John Locke, an 18th century philosopher helped to develop the idea of the social contract, which is the basis of our constitution. The social contract theory holds that people would be willing to give up certain rights for the guaranteed protection of others. A social contract was not an agreement between a king and his subjects like the Magna Carta, but an agreement between free men, equals who banded together to form a society of equals. The franchise of citizenship is that we agree to work together, to abide by generally agreed upon laws, and work for the common good of the nation rather than for ourselves. The agreement works both ways, however, and provides great latitudes as far as personal rights. As individuals, we have agreed upon freedoms that are inviolate, nobody can breech or take them away without just cause. The social contract theory has one major flaw in it: it presupposes that the people for which the agreement is written know and understand not only their rights but also their responsibilities as citizens.

In the United States, the social contract theory held firm for the first half of the 20th Century. People understood and were willing to undertake the responsibilities of citizenship through action. The vast majority of male citizens responded and served their country in times of danger, people voted, people did "the right thing" when it was required of them. Most citizens trusted their elected officials to represent them honestly, whether this was genuinely the case or not.

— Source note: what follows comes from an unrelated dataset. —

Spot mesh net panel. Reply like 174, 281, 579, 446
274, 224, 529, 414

All this changed after the rather subdued and conformities of the 1950's. In the 1960's, people began to rebel against the roles they were forced into by the 50's, especially dark skinned people and women. As a nation, the younger people began to break out of the molds cast for them by the older authoritarian folk. This situation was both a great awakening and a dangerous sign of decay for our country. We certainly needed to extend the rights guaranteed by our social contract to women, blacks, and everyone else in this country, but we also began to distrust and alienate ourselves from our responsibilities as citizens. I believe we began to see our responsibilities as citizens as part of the "old authoritarian" skins we were desperately trying to shed, so we shucked them along with the things we didn't agree with about our government. When we did this, we set not only ourselves, but also our children up for a serious fall.

You see, our freedoms according to the social contract are only as good as our vigilance and our willingness to participate in our government. The more we pull away and refuse to be a part of it, the more we allow others to make important decisions for us. In essence, the more we give up our responsibilities of citizenship, the more we endanger our rights as citizens. The mistrust of government only continues to get worse because we don't want to be a part of it, thus our government gets away with more and more and we care less and less. It would be fair to say that our elected officials are happy we don't want anything to do with them, they have a freer hand to do whatever they want.

What are our responsibilities as citizens? We are expected to vote, act as jurors in court cases when asked, serve our armed forces when it becomes necessary to defend our nation, act responsibly in situations where we interact with others, and treat each other the way we want to be treated with hatred or malice for no one. Instead of this, many of us do not vote, we try to find ways out of being jurors, we either dodge the draft or complain when we are called up to serve our nation, and we treat people with contempt, malice, and prejudice. Beyond this, many of our citizens are rude, crude, and don't have the common decency to treat themselves or anyone else with respect. It is this conduct that will destroy our social contract.

How do we change this? We must get to our people while they are still young. We must compel service to nation as part of the requirements for full citizenship. Whether through service in the armed forces, or through some form of "community service" our youth must learn what it means to be a citizen of this nation through hard work, as well as through civics courses. We must give them a sense of pride in belonging to this nation, a sense of responsibility to serving it faithfully. If we do not impress upon our young people the importance of responsible citizenship, we are letting them believe that they have all rights and no responsibility, we cannot afford this state of affairs. Our nation will destroy itself in its apathy and irresponsible behavior if we do not reverse this awful trend.

There is no such thing, nor should there be, as unconditional citizenship. Just because people are born into this nation does not mean they are fit to be franchised as full citizens. Citizenship must be earned through hard work and a willingness to take on responsibility. An understanding of both the rights and responsibilities of citizenship cannot be "bestowed" to someone just because they are born within the borders, they must be taught through deeds and words. Anything short of this is one sided and incorrect.